水着の三愛とオフィス用事務機器のリコー、一見まったく接点がない2つの会社。だが両社の間には、実は長くて深い歴史があった。
三愛石油やコカ・ウエストも同根
その関わりは創業時までさかのぼる。1936年にリコーの前身である理研感光紙を創業した市村清氏が、終戦間もない1945年に設立したのが、現在の三愛にあたる三愛商事だ。社名の由来は、市村氏のモットーである「人を愛し、国を愛し、勤めを愛す」の「三愛主義」から来ている。
市村氏が興した会社は、ほかにも石油卸大手の三愛石油、日本コカ・コーラの西日本担当ボトラーであるコカ・コーラウエストなどがある。
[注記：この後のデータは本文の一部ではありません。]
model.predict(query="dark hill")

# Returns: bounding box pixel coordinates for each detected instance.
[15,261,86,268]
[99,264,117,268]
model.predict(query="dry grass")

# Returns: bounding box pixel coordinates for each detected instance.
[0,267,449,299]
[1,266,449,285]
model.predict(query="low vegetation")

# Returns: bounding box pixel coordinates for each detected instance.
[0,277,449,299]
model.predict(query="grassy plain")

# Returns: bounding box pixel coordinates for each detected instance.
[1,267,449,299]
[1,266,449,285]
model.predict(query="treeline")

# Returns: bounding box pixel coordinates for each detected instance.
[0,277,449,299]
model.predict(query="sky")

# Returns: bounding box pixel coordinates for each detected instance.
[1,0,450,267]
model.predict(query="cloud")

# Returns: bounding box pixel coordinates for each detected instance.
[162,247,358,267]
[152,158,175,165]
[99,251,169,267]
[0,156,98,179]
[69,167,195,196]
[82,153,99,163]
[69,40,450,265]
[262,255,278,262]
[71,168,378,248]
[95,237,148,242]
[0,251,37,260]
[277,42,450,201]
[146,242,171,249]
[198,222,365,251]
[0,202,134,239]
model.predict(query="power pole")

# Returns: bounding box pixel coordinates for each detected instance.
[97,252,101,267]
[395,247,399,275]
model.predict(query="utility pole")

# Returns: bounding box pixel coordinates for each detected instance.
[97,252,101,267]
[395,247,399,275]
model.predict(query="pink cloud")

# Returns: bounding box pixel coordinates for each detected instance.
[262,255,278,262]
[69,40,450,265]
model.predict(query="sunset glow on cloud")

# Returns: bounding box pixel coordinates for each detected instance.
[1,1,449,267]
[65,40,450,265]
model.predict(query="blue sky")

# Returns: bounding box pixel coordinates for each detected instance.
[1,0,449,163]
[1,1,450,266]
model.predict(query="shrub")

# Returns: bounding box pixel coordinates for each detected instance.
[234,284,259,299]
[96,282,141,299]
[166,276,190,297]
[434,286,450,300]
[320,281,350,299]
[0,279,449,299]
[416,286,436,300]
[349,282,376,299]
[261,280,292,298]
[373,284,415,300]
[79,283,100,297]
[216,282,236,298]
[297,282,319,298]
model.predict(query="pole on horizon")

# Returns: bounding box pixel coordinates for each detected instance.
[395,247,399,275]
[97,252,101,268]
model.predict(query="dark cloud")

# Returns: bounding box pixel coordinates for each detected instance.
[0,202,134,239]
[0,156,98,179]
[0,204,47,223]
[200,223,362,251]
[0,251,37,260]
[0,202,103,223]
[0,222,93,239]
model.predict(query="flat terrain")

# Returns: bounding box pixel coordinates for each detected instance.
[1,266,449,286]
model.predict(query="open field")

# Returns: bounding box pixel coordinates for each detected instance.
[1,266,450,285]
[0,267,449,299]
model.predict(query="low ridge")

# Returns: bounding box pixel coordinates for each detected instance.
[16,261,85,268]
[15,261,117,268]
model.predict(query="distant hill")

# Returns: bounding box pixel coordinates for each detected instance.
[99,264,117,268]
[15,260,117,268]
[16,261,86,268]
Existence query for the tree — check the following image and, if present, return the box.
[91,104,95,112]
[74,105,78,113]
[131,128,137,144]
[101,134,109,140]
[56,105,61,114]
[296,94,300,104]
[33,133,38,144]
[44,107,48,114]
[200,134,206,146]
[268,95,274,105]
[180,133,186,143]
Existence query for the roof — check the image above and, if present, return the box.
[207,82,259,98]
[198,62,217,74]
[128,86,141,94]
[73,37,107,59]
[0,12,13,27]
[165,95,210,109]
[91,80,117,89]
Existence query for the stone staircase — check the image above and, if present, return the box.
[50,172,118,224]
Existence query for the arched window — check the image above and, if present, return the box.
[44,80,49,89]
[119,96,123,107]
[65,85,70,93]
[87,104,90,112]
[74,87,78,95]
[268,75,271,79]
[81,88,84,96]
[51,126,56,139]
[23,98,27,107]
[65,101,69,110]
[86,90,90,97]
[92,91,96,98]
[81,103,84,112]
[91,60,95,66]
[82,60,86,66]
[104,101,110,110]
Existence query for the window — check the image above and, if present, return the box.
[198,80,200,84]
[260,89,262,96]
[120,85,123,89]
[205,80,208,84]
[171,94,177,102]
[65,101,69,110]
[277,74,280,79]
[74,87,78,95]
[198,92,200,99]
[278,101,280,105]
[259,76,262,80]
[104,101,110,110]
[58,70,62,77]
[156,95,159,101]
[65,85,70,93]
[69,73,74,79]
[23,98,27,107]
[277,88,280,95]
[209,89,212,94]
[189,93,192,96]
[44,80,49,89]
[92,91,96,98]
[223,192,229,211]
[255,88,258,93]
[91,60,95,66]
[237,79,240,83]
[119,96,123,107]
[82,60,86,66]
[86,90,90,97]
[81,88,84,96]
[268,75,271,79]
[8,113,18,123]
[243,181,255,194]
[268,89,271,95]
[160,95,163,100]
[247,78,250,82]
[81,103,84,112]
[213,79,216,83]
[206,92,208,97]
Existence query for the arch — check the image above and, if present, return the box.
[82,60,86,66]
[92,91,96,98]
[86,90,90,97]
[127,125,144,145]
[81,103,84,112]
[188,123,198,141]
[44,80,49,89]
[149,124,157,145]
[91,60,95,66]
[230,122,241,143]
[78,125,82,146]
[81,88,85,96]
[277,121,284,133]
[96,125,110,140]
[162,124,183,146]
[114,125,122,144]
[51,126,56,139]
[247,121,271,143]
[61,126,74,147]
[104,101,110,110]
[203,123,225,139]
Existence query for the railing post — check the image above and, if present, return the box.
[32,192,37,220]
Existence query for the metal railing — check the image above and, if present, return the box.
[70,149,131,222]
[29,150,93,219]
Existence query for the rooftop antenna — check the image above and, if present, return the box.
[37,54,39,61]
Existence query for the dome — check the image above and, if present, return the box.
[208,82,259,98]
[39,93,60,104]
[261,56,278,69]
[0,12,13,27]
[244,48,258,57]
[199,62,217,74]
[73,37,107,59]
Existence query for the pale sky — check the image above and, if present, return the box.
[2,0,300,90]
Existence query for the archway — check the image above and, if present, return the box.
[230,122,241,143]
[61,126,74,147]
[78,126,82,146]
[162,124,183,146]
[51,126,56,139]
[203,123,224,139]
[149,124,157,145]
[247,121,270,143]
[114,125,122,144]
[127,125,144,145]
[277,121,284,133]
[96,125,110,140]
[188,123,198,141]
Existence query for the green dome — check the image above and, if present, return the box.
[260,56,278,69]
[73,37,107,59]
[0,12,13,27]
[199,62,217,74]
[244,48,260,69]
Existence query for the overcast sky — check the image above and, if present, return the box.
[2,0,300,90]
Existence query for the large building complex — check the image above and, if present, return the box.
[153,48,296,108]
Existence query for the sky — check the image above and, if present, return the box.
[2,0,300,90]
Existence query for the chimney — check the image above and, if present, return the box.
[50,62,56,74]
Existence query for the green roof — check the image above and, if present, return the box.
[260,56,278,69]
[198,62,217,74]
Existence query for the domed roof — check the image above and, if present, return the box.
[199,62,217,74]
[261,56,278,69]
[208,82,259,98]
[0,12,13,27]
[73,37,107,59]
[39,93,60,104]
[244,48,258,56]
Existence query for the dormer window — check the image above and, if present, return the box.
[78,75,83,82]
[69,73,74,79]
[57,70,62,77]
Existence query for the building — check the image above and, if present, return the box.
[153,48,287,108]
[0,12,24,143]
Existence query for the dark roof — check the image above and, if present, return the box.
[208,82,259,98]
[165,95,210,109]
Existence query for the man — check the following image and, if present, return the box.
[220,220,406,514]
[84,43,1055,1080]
これらの企業群は「リコー三愛グループ」と呼ばれており、グループ全体の売上高は約3兆4000億円に上る。
日用品の販売から始まった三愛商事は、1948年に三愛に改組。その後、水着・婦人服へと転身して今の業容になった。その間、リコーの子会社ではないものの資本関係を持ち、歴代社長も多くがリコー出身という時代が続いた。